“What a waste.”
“Seriously?” I asked.
“Yeah. I had this nice outing planned for us. Romantic. Filled with fireworks. I proposed a new job to you that would set you up for life. You know, the usual that comes with me. Then, my yacht has to go and sink.”
I furrowed my brow as I turned toward him and took in the annoyance written all over his face. He wasn’t upset. He was scared. He wasn’t even the least bit worried.
The man was annoyed.
“You’re annoyed.”
“Of course, I’m annoyed,” he said. “A sinking ship wasn’t really in my plans for the evening.”
I laughed, shaking my head before a bombastic cracking sound rang out. I whipped my head around, watching as the ship split into two and upended in the middle of the ocean. More of the hull was exposed, and it gave me enough of a view to see the flames spewing out from the massive holes in the side of the ship.
Holes that had the carnage hanging on the outside. Exposed to the elements and the waters.
That was what happened.
Someone had set an explosion to go off from the inside of the ship.
“Holy fuck,” I said breathlessly.
I could hear the chef beginning to cry as Derek’s voice wafted against my ears.
“It’s going to be okay. The Coast Guard is only a few minutes out, and you’re safe with us. And trust me, all of you are getting a very big bonus for putting up with all this. A glowing recommendation, too, to wherever you want.”
I smiled at his kind words as I turned around and looked at him. He was shaking with fear like the guard between my legs. He wasn’t crying like the chef whose hand he was holding. He was stable and kind. Compassionate and loving. Exactly the type of man who differentiated himself from the world of business. Exactly the type of man needed to garner the success he had in his life.
I felt a pinch of guilt surge through my body, however. Before I’d met him, his ship going up in flames would’ve rattled him. It would’ve scared him and panicked him. He would’ve kept asking me all sorts of asinine questions, and I would’ve been the one to try and calm his mind.
But he was perfectly calm, strong and independent of needing me to comfort him. That only happened when someone got used to the dark and got used to the black cloud looming over their heads.
It hurt my heart to see how used to this he had become.
“This wasn’t an accident, was it?”
I panned my gaze over to Derek, whose arm was around the trembling chef.

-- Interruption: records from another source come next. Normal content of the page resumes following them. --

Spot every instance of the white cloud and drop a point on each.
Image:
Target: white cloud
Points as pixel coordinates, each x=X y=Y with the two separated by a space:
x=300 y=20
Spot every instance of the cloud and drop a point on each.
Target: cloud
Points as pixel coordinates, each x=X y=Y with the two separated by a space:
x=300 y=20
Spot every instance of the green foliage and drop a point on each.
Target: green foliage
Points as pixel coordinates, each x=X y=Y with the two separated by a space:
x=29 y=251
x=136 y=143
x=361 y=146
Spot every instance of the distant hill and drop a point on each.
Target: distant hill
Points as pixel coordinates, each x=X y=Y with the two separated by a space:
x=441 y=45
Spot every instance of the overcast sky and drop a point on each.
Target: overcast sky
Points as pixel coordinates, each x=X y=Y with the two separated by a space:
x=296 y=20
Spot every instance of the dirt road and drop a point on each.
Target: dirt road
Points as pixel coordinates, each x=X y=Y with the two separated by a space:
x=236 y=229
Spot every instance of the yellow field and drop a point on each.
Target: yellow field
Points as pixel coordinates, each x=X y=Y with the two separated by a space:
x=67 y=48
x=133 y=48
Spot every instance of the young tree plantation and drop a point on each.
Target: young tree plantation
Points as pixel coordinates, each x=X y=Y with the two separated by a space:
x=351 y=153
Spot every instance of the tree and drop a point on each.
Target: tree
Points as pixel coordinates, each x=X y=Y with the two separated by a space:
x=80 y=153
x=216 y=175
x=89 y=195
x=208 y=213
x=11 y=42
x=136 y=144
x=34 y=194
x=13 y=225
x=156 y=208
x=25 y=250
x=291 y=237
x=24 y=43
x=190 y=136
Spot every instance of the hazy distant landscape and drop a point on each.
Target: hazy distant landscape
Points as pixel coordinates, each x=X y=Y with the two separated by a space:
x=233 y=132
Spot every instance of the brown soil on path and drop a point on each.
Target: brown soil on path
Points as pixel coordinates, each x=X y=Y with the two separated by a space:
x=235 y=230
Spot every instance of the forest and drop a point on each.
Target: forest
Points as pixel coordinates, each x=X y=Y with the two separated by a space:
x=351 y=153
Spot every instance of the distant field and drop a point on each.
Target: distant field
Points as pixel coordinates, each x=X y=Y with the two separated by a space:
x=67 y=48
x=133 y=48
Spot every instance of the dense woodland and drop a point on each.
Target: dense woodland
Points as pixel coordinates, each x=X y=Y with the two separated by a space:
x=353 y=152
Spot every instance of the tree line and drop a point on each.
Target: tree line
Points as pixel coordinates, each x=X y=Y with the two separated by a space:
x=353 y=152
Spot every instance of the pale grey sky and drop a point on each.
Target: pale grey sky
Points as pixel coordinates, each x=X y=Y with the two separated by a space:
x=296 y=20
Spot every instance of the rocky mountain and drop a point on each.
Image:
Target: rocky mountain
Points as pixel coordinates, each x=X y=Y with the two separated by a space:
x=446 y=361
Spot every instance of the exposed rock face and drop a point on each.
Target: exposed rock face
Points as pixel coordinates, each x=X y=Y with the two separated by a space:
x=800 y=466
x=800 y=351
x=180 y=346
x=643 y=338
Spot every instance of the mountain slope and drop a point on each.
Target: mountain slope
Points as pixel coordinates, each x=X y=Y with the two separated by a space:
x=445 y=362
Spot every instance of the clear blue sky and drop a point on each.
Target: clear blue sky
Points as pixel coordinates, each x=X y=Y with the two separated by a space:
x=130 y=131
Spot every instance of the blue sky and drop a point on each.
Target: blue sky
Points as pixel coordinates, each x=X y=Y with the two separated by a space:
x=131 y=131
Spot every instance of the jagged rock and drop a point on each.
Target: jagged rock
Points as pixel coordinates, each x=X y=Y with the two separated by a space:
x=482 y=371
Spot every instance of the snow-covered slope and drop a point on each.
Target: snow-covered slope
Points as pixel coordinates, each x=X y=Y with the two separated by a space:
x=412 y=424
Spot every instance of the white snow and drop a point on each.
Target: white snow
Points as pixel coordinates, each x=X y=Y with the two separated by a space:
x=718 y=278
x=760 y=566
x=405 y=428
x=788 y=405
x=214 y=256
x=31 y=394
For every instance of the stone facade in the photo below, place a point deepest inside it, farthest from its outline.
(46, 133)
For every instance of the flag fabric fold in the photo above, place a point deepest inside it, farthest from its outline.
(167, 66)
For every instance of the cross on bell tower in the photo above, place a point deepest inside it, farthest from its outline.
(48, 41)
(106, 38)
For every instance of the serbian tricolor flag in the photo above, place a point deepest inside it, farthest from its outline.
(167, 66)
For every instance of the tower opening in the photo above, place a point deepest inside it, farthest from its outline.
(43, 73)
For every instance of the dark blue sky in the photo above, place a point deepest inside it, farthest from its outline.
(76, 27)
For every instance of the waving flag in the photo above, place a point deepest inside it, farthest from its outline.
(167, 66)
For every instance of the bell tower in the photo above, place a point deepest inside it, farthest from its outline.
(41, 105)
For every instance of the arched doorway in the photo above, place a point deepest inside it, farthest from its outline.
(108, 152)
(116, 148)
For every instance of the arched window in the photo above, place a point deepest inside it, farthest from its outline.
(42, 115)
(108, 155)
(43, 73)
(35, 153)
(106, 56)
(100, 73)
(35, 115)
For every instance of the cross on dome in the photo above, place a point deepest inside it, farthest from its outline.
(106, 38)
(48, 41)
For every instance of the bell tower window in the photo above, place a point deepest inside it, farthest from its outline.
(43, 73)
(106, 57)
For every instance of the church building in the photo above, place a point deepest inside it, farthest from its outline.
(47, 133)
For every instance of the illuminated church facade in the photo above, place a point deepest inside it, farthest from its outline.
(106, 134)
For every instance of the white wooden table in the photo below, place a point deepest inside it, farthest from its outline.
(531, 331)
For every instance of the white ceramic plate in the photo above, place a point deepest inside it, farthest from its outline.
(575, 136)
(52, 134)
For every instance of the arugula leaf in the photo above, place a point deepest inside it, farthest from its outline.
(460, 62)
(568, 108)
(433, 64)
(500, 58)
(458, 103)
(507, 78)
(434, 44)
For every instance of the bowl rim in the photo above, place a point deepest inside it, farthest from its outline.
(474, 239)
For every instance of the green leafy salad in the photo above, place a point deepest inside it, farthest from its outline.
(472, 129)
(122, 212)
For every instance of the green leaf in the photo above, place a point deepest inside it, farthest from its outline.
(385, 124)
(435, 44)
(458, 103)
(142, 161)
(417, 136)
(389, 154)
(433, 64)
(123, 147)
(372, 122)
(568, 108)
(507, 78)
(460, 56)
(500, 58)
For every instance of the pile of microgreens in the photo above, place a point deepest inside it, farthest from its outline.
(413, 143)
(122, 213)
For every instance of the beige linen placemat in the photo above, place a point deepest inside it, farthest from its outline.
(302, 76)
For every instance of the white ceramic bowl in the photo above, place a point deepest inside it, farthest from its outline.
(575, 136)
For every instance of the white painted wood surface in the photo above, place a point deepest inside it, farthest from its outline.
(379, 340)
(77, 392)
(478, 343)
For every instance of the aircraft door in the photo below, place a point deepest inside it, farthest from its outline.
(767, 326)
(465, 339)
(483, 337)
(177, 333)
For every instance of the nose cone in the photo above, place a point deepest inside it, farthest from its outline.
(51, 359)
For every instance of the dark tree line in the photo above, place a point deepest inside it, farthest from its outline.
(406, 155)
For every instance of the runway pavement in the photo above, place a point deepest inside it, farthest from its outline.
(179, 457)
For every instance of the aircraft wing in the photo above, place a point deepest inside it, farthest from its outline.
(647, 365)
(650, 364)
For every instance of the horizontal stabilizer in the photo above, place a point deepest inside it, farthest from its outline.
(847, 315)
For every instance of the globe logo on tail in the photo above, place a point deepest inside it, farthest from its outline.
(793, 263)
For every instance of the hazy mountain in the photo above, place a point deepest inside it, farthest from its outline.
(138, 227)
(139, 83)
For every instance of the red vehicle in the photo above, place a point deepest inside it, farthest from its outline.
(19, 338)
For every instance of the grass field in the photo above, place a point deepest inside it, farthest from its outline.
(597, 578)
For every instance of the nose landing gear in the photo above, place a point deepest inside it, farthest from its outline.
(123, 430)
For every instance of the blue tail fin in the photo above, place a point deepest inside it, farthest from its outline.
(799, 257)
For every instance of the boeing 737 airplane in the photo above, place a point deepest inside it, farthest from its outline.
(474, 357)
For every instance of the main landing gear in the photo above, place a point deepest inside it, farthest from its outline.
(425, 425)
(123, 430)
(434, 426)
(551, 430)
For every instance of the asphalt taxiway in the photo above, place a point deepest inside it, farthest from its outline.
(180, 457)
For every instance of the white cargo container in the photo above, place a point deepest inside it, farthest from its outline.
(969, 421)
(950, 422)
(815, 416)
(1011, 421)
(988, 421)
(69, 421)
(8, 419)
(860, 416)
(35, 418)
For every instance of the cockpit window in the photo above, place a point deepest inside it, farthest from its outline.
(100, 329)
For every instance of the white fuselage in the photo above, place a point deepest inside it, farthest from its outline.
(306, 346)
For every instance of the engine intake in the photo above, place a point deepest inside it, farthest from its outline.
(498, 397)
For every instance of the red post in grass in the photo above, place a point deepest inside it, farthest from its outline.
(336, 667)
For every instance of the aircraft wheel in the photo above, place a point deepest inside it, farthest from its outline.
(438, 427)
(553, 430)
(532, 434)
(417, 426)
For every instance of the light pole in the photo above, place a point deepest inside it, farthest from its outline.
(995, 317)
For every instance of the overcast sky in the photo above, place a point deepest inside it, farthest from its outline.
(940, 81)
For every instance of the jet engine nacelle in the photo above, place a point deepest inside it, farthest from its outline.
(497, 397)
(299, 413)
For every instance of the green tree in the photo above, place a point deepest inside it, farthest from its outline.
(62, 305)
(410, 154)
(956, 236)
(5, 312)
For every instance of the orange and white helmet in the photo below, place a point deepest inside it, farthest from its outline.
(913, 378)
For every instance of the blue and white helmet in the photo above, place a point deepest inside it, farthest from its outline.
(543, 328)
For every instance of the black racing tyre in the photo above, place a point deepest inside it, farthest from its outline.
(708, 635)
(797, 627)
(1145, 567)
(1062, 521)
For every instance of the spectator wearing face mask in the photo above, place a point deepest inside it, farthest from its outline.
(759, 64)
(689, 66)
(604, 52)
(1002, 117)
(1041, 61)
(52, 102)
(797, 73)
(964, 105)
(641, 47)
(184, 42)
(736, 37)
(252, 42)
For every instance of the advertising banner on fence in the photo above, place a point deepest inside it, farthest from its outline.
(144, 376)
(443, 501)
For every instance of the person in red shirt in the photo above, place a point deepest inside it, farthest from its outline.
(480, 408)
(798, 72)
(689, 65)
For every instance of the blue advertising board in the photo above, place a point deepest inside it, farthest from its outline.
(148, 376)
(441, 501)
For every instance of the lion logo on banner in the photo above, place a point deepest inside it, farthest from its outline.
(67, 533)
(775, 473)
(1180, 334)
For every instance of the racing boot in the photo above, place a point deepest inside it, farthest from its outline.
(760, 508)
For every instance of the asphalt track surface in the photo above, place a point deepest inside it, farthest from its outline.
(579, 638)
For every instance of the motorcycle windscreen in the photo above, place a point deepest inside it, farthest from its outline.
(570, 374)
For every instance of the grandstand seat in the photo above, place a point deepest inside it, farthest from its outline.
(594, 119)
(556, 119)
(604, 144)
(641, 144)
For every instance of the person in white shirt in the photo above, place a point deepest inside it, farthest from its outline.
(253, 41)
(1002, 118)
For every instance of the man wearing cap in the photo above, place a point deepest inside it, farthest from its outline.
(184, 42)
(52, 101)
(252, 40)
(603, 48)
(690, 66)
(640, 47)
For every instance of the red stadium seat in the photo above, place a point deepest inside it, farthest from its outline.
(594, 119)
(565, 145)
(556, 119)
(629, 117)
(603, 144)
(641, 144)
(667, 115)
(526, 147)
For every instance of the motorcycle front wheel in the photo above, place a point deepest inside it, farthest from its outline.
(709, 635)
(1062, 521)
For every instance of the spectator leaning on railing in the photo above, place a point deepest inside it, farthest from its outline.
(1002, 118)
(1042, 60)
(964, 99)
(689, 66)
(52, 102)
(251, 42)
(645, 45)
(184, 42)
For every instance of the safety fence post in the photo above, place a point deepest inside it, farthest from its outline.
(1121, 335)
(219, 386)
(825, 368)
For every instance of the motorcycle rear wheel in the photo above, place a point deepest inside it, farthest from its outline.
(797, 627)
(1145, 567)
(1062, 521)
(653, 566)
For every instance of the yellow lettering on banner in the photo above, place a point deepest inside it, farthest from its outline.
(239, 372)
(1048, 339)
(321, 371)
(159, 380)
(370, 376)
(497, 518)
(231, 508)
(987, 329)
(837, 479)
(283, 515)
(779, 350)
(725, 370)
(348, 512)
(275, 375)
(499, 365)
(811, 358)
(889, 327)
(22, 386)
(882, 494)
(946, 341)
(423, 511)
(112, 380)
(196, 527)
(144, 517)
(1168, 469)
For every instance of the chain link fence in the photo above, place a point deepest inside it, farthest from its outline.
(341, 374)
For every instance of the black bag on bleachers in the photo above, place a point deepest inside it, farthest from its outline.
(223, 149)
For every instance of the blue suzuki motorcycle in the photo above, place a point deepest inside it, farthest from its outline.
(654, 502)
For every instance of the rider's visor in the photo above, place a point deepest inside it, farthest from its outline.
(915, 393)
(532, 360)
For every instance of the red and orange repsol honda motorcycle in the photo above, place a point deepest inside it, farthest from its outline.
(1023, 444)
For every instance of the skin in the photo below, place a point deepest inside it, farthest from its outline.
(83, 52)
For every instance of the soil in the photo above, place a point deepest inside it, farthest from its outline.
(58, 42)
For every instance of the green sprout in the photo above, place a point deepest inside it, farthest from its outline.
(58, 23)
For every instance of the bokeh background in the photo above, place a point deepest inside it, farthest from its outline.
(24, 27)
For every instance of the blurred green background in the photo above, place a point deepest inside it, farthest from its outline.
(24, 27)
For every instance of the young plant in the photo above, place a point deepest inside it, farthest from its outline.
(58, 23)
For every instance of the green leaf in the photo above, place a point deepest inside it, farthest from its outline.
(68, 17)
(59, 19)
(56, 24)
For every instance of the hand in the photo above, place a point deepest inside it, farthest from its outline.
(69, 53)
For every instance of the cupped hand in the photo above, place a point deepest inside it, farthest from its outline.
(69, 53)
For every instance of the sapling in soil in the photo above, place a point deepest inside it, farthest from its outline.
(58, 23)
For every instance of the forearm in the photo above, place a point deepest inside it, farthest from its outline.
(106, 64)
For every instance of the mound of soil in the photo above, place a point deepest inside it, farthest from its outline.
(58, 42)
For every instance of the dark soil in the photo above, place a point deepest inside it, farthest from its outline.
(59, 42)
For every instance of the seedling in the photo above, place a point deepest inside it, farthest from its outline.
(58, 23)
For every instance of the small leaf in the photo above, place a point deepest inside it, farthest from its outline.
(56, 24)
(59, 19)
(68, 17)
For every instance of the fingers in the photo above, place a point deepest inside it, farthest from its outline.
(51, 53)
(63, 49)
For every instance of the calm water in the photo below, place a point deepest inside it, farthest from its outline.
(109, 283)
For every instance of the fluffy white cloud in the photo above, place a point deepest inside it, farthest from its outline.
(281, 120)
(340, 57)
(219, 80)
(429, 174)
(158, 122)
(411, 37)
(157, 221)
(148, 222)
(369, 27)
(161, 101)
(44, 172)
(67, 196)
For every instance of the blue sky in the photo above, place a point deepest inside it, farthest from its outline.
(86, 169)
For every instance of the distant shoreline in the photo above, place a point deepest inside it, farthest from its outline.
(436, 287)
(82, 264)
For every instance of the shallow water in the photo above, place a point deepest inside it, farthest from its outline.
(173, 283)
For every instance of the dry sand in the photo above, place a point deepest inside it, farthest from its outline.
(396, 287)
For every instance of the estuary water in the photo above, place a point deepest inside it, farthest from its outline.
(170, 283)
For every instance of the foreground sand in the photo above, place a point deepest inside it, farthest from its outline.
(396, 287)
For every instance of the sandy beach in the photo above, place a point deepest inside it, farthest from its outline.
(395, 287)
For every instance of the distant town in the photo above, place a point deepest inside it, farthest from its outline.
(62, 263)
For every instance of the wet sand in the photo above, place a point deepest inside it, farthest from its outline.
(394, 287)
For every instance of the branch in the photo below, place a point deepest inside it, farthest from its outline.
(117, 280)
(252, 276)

“No,” I said. “It wasn’t.”
“What did you see down there?” he asked.
“None of the gas stove knobs were turned up all the way, and none of the stoves were spewing fire. I couldn’t get all the way to the front of the undercarriage of the ship because of all the thick smoke, but the security guard I found was stuffed in a closet. And judging by the knock on the back of his head that’s bleeding, I’d say someone ambushed him and knocked him out.”
“Just like they did Jacob,” he said.
“Looks about the same. We won’t know until he gets checked out, but I’m eager to compare his wound to the files on Jacob’s.”
I saw the anger growing in Derek’s face. As his eyes gazed out over his burning ship, helicopters started whirring above our heads. The Coast Guard was here, ready to rescue us one by one from the middle of the damn ocean as fireworks continued to crack above our heads. The colors were ironically beautiful for such a damning night, and I took a moment to drink it all in before I sighed.
“Why
the fuck would Jacob come after and endanger innocent people?” Derek asked.
“We don’t know it was Jacob,” I said.
“He could’ve paid someone! You said it yourself that he must’ve had resources.”